- Also known as: Farmer, Cowboy, Asher
- Origin: Enterprise, Chaguanas, Trinidad and Tobago
- Genres: Reggae
- Occupations: Singer, Ganja Farmer
- Years active: 2006–present

= Marlon Asher =

Trinidad and Tobago musician

Marlon Asher is a Trinidadian reggae singer from Enterprise, Chaguanas, Trinidad and Tobago. His first hit was "Ganja Farmer", and he later went on to release more reggae songs, one being "Fit and Strong."

Marlon Asher grew up in Enterprise Street, Chaguanas, Trinidad and Tobago. He was a member of the Mount Ararat Spiritual Baptist Church Choir and later converted to Rastafari.

Asher was a pioneer of the Trinidadian reggae movement and his first song "Ganja Farmer" sparked controversy in his country despite being a runaway hit.
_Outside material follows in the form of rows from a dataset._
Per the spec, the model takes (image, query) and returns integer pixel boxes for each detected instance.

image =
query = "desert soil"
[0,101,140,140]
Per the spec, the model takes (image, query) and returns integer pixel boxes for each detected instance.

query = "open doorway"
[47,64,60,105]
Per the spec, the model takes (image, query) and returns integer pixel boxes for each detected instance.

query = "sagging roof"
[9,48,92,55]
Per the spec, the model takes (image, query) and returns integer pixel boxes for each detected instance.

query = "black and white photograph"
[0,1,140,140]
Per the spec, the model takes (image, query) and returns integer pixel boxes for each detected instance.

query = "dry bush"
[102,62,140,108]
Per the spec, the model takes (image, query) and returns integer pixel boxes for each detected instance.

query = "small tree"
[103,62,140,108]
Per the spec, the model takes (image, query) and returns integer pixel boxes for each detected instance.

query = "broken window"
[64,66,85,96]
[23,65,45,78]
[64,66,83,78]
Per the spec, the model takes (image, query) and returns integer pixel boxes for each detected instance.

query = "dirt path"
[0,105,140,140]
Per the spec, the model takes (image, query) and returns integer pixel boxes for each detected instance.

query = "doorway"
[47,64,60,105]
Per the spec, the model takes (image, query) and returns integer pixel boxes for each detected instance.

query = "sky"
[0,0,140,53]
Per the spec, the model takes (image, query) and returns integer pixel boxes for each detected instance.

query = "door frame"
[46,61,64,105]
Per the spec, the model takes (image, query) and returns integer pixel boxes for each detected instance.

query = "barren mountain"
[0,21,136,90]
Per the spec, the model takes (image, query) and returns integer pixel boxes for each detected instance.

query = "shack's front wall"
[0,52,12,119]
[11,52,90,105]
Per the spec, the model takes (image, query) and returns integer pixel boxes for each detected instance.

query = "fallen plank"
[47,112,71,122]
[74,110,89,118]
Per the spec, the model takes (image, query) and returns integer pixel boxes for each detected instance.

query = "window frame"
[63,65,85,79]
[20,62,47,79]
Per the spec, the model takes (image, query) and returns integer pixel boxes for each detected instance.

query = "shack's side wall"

In an exclusive interview with the Trinidad and Tobago Express, he answered his critics by explaining what the song meant to him:

"I was never a farmer, but I have friends who are, and seeing what they have to go through when police burn their fields inspired me to create the song. People must understand that planters have mouths to feed and this is how they earn a living to do so. Putting aside the fact that herb is life and everything else about that when you think about the work and money a man puts into his field and then see it being burnt, it's not easy."

"Herb is not for everyone. It has people who will smoke and trip. My music is not about promoting hate and violence, it's about uplifting people. I may not be able to change the world, but I can lead people into thinking differently about life and living with each other. Also, the lyrics in the song that tell about the rocket launcher, do not mean that people should kill police. I am showing the anger that a farmer has inside when he sees his field being burnt. That anger and frustration is real."

Asher was once a joiner and a mason but left the trade due to allergies. His left index finger was lost in a sawing accident. He is currently a member of a pan side led by his father Glenford Sobers.

Asher has toured with artists including Sizzla, Slightly Stoopid, Fortunate Youth, Beenie Man, Israel Vibration, Ras Shiloh, Matisyahu, Capleton, Maxi Priest, Kottonmouth Kings, and, the American R&B Group, Boyz II Men. He has toured the continental United States, Hawaii, Canada, Africa, Amsterdam, Germany, the United Kingdom, and other parts of Europe.

He has since paved the way for other local reggae performers such as Prophet Benjamin, I-sasha, Khari Kill, Jah Bami, Xebulon, King David, Mr. Royal Dainties, etc.

In 2015, he released the full studio album from Vas Productions, “Illusions.” He released “Rebirth” in 2019. He was on the compilations “Life Of A Ghetto Youth,” released in 2017, and “Life Of A Ghetto Youth Chapter 2,” released in 2019. He has collaborated on music with other reggae artists and producers including Sizzla, Anthony B, Slightly Stoopid, Pressure Busspipe, Orlando Octave, Fortunate Youth, Don Corleon, and Teflon Zincfence.

During the worldwide COVID-19 pandemic, Marlon worked on his next album release, “Life Of A Ghetto Youth Chapter 3." In 2020, he released two singles, “Family Love” and “Use Me", and performed a few live streams and drive-in shows with the band Slightly Stoopid. In 2021, he performed his first show to the public in over a year due to COVID-19 in Arcata, California on March 20, 2021.